Also, you too can tell him your feeling-truths and concerns. It is vital that you both begin to create a feeling-based partnership, instead of a 'he said - she said' type of disconnection. It's easier to establish a partnership if you can both begin to be honest with each other about how you each are feeling. 

One of the best ways to gain honesty and trust is for each person to simply listen without reacting while the other person is sharing their feeling-truths. This is often not an easy thing to do, but will get easier as you practice simply just listening and being compassionate.

There is a need for you both to regain your mutual trust, but once you do, you both get to determine the 'rules of partnership' that you both feel good about following.

I hope some of what I've written here resonates with your situation. I offer a Home Study Course that can help you both get in touch with your feelings and learn how to communicate those feelings in a very powerful and respectful manner. Message me for more info on this if you wish.


----------



## badmemory (Jul 31, 2012)

I know that since he confessed this discretion, you feel he had no reason to not be completely truthful about it. But you should take it with a grain of salt.

He may very well have not slept with her, but there's a possibility he did, and told you a half truth to assuage his guilt. Perhaps guilt for this time or perhaps for another time.

All I'm suggesting is that you not take everything he says at face value. If he is a typical alcoholic, his emotions will be volatile and unpredictable.


----------



## wisrdh (Oct 25, 2013)

Thank you all for your suggestions and comments. It's going to take some time for me to trust him again. I know there are marriages that are much older than ours that go thought the same thing. It happened to my parents which is one reason why I'd never be the one cheating. I saw how much it hurt my father and I could never do that. I was only 11 when it happened and I still remember it vividly and I don't want that for my children. As someone mentioned before drunk driving has also been an issue. I don't want to paint him to be this monster because he's not. He is sick with addiction. We are discussing AA currently. He knows he needs help. I am also wondering if I should make him get an HIV test? I know it won't show up immediately so I will have to be in a while from now. I don't plan on having sex with him anytime in the near future anyway so no loss there.


----------



## MovingAhead (Dec 27, 2012)

wisrdh said:


> Walter- Thank you for your response, but I do not need to be made felt like I am stupid. I am hurt and obviously I know what he did was wrong.
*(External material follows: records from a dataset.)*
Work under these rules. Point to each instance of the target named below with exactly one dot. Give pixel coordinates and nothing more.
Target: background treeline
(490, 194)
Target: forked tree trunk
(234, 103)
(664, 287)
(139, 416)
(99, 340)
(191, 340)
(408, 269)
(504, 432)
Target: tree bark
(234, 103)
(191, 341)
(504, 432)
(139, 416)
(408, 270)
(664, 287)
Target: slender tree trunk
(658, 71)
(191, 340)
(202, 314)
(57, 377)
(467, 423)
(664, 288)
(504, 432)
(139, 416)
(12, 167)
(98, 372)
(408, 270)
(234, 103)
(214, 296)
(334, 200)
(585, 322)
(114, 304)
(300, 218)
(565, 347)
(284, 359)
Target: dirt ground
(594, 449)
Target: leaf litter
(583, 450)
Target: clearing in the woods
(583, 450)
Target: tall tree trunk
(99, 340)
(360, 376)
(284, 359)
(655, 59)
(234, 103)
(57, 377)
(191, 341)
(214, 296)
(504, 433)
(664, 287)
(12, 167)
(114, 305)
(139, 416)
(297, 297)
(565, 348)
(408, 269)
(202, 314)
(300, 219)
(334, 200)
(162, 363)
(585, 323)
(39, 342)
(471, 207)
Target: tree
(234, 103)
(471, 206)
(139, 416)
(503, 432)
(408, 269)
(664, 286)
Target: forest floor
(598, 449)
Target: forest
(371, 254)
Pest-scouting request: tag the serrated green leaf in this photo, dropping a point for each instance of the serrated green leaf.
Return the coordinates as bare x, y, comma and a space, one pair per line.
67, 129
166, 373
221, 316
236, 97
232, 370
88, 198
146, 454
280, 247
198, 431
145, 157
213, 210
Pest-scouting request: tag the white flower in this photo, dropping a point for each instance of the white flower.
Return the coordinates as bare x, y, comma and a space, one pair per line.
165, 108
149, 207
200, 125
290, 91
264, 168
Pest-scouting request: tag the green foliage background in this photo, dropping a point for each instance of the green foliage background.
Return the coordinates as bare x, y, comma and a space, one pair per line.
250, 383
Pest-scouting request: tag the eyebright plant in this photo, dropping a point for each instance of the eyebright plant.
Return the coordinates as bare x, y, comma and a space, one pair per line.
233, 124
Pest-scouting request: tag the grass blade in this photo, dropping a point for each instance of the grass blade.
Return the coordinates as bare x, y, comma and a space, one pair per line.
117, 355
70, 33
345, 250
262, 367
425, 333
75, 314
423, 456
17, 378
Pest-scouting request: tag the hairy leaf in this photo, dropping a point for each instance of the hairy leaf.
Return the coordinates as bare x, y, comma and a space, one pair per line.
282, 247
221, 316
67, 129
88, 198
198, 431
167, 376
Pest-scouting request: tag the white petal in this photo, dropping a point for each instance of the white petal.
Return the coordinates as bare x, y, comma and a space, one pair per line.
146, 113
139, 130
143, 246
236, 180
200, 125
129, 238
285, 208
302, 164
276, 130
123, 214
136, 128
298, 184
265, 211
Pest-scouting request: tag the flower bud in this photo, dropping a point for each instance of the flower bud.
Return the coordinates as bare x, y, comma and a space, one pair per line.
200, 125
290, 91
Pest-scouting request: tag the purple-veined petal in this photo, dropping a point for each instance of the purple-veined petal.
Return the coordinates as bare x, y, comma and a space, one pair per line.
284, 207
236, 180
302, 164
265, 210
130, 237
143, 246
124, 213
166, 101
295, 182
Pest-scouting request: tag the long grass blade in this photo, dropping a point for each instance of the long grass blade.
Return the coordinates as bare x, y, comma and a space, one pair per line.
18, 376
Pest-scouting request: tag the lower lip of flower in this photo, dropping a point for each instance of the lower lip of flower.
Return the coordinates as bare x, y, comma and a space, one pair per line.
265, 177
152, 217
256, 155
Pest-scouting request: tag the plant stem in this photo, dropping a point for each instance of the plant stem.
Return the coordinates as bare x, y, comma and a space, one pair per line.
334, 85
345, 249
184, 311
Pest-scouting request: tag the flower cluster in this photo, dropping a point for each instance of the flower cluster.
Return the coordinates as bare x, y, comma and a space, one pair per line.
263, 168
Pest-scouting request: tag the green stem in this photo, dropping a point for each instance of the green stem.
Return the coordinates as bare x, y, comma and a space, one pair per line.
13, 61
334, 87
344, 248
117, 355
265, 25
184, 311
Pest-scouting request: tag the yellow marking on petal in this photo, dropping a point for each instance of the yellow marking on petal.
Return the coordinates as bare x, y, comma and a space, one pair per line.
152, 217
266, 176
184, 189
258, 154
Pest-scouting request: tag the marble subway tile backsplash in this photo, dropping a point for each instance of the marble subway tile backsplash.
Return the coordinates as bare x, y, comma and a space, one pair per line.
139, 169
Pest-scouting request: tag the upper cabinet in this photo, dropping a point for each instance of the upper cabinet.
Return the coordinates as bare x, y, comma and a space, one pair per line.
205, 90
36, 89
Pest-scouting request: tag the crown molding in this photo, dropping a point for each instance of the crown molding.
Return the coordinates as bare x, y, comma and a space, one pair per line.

I wouldn't be here otherwise.


You weren't being patronized. I suggest you stop being so defensive. No one is attacking you and if you are being defensive, you aren't being open minded.

Your husband obviously had a desire to cheat. He may or may not have committed the act. You are punishing him because he has been bad and I understand that. I know you are hurt and I'm very sorry you are here.

Are you loving him as well? If you want to divorce him, punish away. It will push him away. If you withhold affection, that will also push him away. Nobody wants to be in a relationship where they feel like they are being punished all the time. Although your husband was a total a$$, it is ok to tell him that you love him. You can even tell him you love him while beating him on the head with a frying pan.

Set your boundaries of what you will and will not accept. His drinking needs to stop. Make it an issue. Work on it with him and support him. Tell him you are proud of him and actually be proud of him. Life can be better and you can get past this but you both have to work hard on your marriage.


----------



## MattMatt (May 19, 2012)

He was cheating on you and he insulted you.

He resents you, the mother of his children, too.

He needs to grow up.


----------



## onestepatatime (Oct 23, 2013)

The fact that he told you is a good start. Many people wouldn't have done that. My husband had an EA last year and told me. It made it easier to get through.


----------



## Hope1964 (Sep 26, 2011)

He DID cheat. If you decide to stay married, you need to have a serious talk with him about what exactly cheating is for the two of you. Like my husband finally admitted, intention to have sex is just as bad as actually having sex. He should also get STD tested and show you the results in writing, or take you with him when he gets the results. 

If you hadn't pushed it he wouldn't have told you what he did. You only know what he's told you. How do you know this is the only time this has happened? You also only have his word as to what happened that night.

AA is a good start. But you need to set some boundaries and be prepared to follow through with the consequences if he breaks them.


----------



## InlandTXMM (Feb 15, 2013)

Being too drunk to get it up is still cheating. The intent and will was there. He cheated.

And I'm sorry, "FeelFree", but group-hugging your adulterous spouse and three paragraphs of "feeling-truth" psychobabble, complete with a sales pitch for your services at the end of your post, is laughably naive and insulting to the OP. Let her deal with the FACTS of what happened, not the "truths".


----------



## Feel-Free (Sep 22, 2013)

InlandTXMM said:


> And I'm sorry, "FeelFree", but group-hugging your adulterous spouse and three paragraphs of "feeling-truth" psychobabble, complete with a sales pitch for your services at the end of your post, is laughably naive and insulting to the OP. Let her deal with the FACTS of what happened, not the "truths".


Thanks for your judgments and opinions regarding my post, InlandTXMM. The good news: everyone has their judgments and opinions. My work around feelings helps anyone interested to gain more ability and insight around their own feelings and the 'facts' of those feelings. The ability I speak of has the power to 'save' marriages and transform relationships, which is why we're all here posting our stuff in the first place.


----------



## PappyJack (Nov 1, 2013)

No intentions to minimize the cheating aspect, but straight up, the drinking is 100 times more important right now.
You need to be talking to Al-Anon or your church or whatever.
He has a serious problem that could lead to his death, the death of other people, his being in an accident and costing you everything, etc. etc.

The trying to cheat, well, you need to hammer him hard and make him realize it is a BAD idea, then, if you want and he 'gets it' take his sorry tail back.

But for the Lords sake, get that drinking under control.
My hopes and good wishes for you.


----------



## turnera (Jan 22, 2010)

If you're still reading, buy the book His Needs Her Needs. Or two copies, if he travels a lot. Read it together, and talk about each chapter. There will be exercises to do, to strengthen the marriage. I have hope for you guys.


----------



## ThePheonix (Jan 3, 2013)

Twistedheart said:


> For you sake I hope not. But the "she came over but we didn't do anything" is classic for "we had sex." But hopefully not.


My take is he didn't have sex because he lacked sufficient cash and the bar chick didn't take checks or credit cards.


----------